ABD’deki seçim süreci, Trump’a yapılan suikast girişiminin gölgesinde devam ediyor. Bir önceki yazımda ülkedeki zehirli atmosfere değinmiştim, Demokrat elitler medya desteğiyle büyük bir hamle yaparak Biden’ı alaşağı etmeyi başardı. Biden’ın yaşı ve sağlık durumu Trump karşısında şansını gittikçe zayıflatıyordu; hele ki suikast girişimi sonrası kahramanlaşan Trump karşısında hiç şansı kalmamıştı. Dolayısıyla kurşunu Trump yese de öldürülen Biden olmuş oldu. Peki Kamala Harris, Trump karşısında ne kadar etkili olacak? Şu an için asıl soru bu gibi görünüyor.

Kamala Harris, Biden’ın başkan yardımcılığını yaptığı dönemde ortaya ciddi bir başarı koyabilmiş değil. Özellikle göçmenler ve mültecilerden sorumuydu ve Meksika sınırını görece güvence altına alması gerekiyordu ki bu hususta da başarılı olamadığını söylemek kolay olacaktır. Kendi çalışanları tarafından dahi sevilmeyen bir profil olarak lanse ediliyor. Elbette şimdi müesses nizam ve liberal demokrat ABD medyası tarafından büyük bir kamu diplomasisi kampanyası başlatılarak öne çıkartılacak.

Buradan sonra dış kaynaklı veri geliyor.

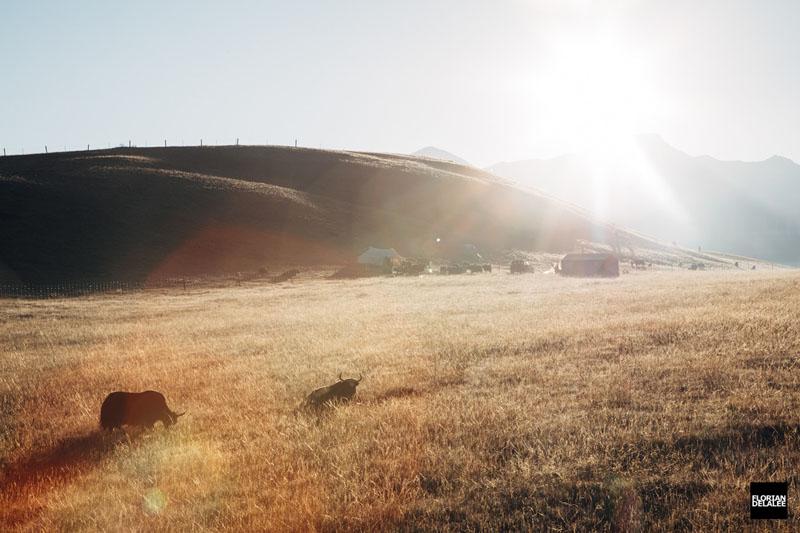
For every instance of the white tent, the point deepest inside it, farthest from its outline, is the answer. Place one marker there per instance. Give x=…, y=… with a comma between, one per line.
x=377, y=256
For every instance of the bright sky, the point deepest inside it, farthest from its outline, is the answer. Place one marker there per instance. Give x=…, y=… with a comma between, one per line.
x=488, y=80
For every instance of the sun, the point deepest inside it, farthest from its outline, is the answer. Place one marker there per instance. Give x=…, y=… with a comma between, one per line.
x=595, y=92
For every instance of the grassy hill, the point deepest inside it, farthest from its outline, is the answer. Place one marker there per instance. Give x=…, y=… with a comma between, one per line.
x=489, y=403
x=134, y=214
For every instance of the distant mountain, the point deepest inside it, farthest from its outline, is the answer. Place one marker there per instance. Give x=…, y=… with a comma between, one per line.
x=150, y=213
x=747, y=208
x=437, y=153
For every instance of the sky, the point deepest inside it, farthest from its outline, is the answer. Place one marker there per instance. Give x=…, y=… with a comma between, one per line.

Ancak yeterli olacak mı, ciddi soru işaretleri barındırıyor.

Burada Kamala Harris’in, başkan yardımcılığı için kimi seçeceği de önemli olacaktır. Beyaz bir Amerikalı, erkek siyasetçi olacağını öngörebiliriz. Böylece kendisinin siyah-Hintli kimliğini dengeleyecek bir aktör olması olası. Yine kadın kimliğini ve Trump/Vance ikilisinin kürtaj gibi hususlardaki karşıtlığını araçsallaştırmaya çalışacaktır. Ancak Harris’in asıl stratejisinin Trump karşıtlığı üzerinden inşa edilmesi çok olası. ABD’de Trumpçılık ne kadar güçlü bir akım ise Trump nefreti de en az o kadar güçlü durumda. ABD’lilerin önemli bir kısmı Trump’tan nefret ediyor ve Kamala Harris bu nefreti mobilize etmeyi başarırsa seçmenlerini daha fazla sandığa taşıyabilir, bu durumda elbette seçilme şansını artıracaktır. Şu ana kadar yapılan anketlerde Trump, Kamala Harris’e karşı hep önde görünüyordu. Kamala’nın kazanabilmek için çok iyi bir başkan yardımcısına ve kampanyaya ihtiyacı olduğu açık.